Suppose I am an investor and now buy a call option. At the maturity date, if the strike price is lower than the market price of the asset, I decide to buy the underlying at the strike price because I am supposed to get profit from the difference between the two prices. But I don't understand how I can get the profit? Am I supposed to sell the underlying to the market immediately after it is bought?

Similar question for an put option. At maturity date, if the strike price is higher than the market price, am I supposed to buy the underlying from the market immediately before it is sold at the striking price, in order to get profit?


  • I don't think you're "supposed to" or "not supposed to" do that. You can if you want, or you can hold onto the stock. And you could sell an existing stock you already had. Commented Oct 31, 2016 at 23:58

3 Answers 3


In the first case, if you wish to own the stock, you just exercise the option, and buy it for the strike price. Else, you can sell the option just before expiration, it will be priced very close to its in-the-money value.

  • Thanks! In the first case i.e. call option, do you mean after I exercise the option to buy the underlying stock, I can choose to hold the stock as long as I like, and don't necessarily need to sell the stock immediately after buying it, although I can get profit from doing so because the market price is higher than the strike price now, and I may lose money if the market price may drop below the strike price sometime in the future?
    – Tim
    Commented Sep 26, 2011 at 1:52
  • Exactly, you understand. Commented Sep 26, 2011 at 1:58
  • After buying a put option, when shall I buy the underlying for exercising the option? Immediately before exercising the option to make sure I get the profit? Otherwise, if I buy the underlying at a much earlier time when I cannot make sure the market price will be lower than the striking price in the future, I may lose money when exercising.
    – Tim
    Commented Sep 26, 2011 at 2:20
  • You don't. If it's profitable, you sell it before expiration. Commented Sep 26, 2011 at 2:25
  • By "You don't", do you mean I don't need to buy the underlying? By "If it's profitable, you sell it before expiration", do you mean I can sell the put option before it expires?
    – Tim
    Commented Sep 26, 2011 at 2:54

No, if you are trading options to profit solely off the option and not own the underlying, you should trade it away because it costs more to exercise:

  1. There is an exercise fee.
  2. Brokers are now shying away from permitting exercises that would violate margin rules, so if you're barely in the money then they won't let you do it anyways.
  3. An in the money option's price + the exercise price will always have a premium, even if it's ever so slight, over the price of the underlying until very close to expiration, so you will lose that excess if you exercise.

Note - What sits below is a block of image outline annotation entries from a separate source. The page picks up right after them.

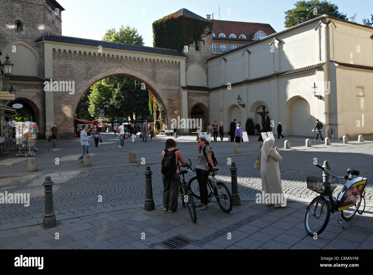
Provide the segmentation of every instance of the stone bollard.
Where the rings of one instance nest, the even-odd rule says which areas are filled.
[[[38,171],[38,164],[36,159],[35,158],[31,158],[28,159],[28,171],[36,172]]]
[[[236,163],[233,162],[229,168],[231,171],[231,184],[232,185],[232,204],[233,205],[240,205],[241,199],[238,193],[238,186],[237,182],[237,171],[238,168],[236,166]]]
[[[153,172],[150,170],[150,166],[147,166],[145,169],[145,202],[144,207],[145,211],[151,211],[156,209],[153,199],[153,189],[151,185],[151,174]]]
[[[83,157],[83,167],[91,167],[91,156],[89,154],[86,154]]]
[[[236,144],[236,145],[234,146],[233,152],[235,154],[239,153],[239,144]]]
[[[44,192],[45,193],[44,213],[43,215],[43,227],[50,228],[56,226],[56,216],[53,210],[53,190],[52,186],[54,184],[50,176],[47,175],[44,181]]]
[[[325,145],[330,145],[330,138],[326,137],[325,138]]]
[[[324,162],[324,164],[323,165],[323,168],[325,168],[328,171],[330,171],[330,166],[329,165],[329,163],[327,162],[327,161],[325,161]],[[330,175],[328,174],[326,174],[325,172],[323,172],[323,181],[324,182],[329,182],[329,179],[330,178]]]
[[[283,147],[285,149],[290,149],[290,142],[288,140],[285,140],[283,143]]]
[[[128,160],[129,163],[135,163],[136,162],[136,152],[134,151],[131,151],[129,152],[129,159]]]
[[[311,139],[310,138],[307,138],[305,140],[305,147],[311,147]]]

When you can exercie your option depends on your trading style. In the american options trading style (the most popular) you're allowed to exercice your options and make profit (if any) whenever you want before the expiration date. Thus, the decision of exercising your option and make a profit out of it does not rely only on the asset price. The reason is, you already paid for the premium to get the option. So, if taken into account the underlying price AND your premium, your investment is profitable then you can exercice your contract anytime.

  • Thanks! My post is not asking about when to exercise the option, but when and how to realize the profit.
    – Tim
    Commented Sep 26, 2011 at 1:37
  • All explained! read it again. You can exercice your option whenever you want even immediately after you bought it (if you're trading the american options). And to realize profit, for example if you purchased a call option the underlying price must be more than the strike price added to the premium. Also, consider for each option the minimum asset you're able to buy is 100.
    – Stephane
    Commented Sep 26, 2011 at 1:44
  • Also, "exercising" means taking your profit as you'll probably let your option expired worthless if it turns to be a loss.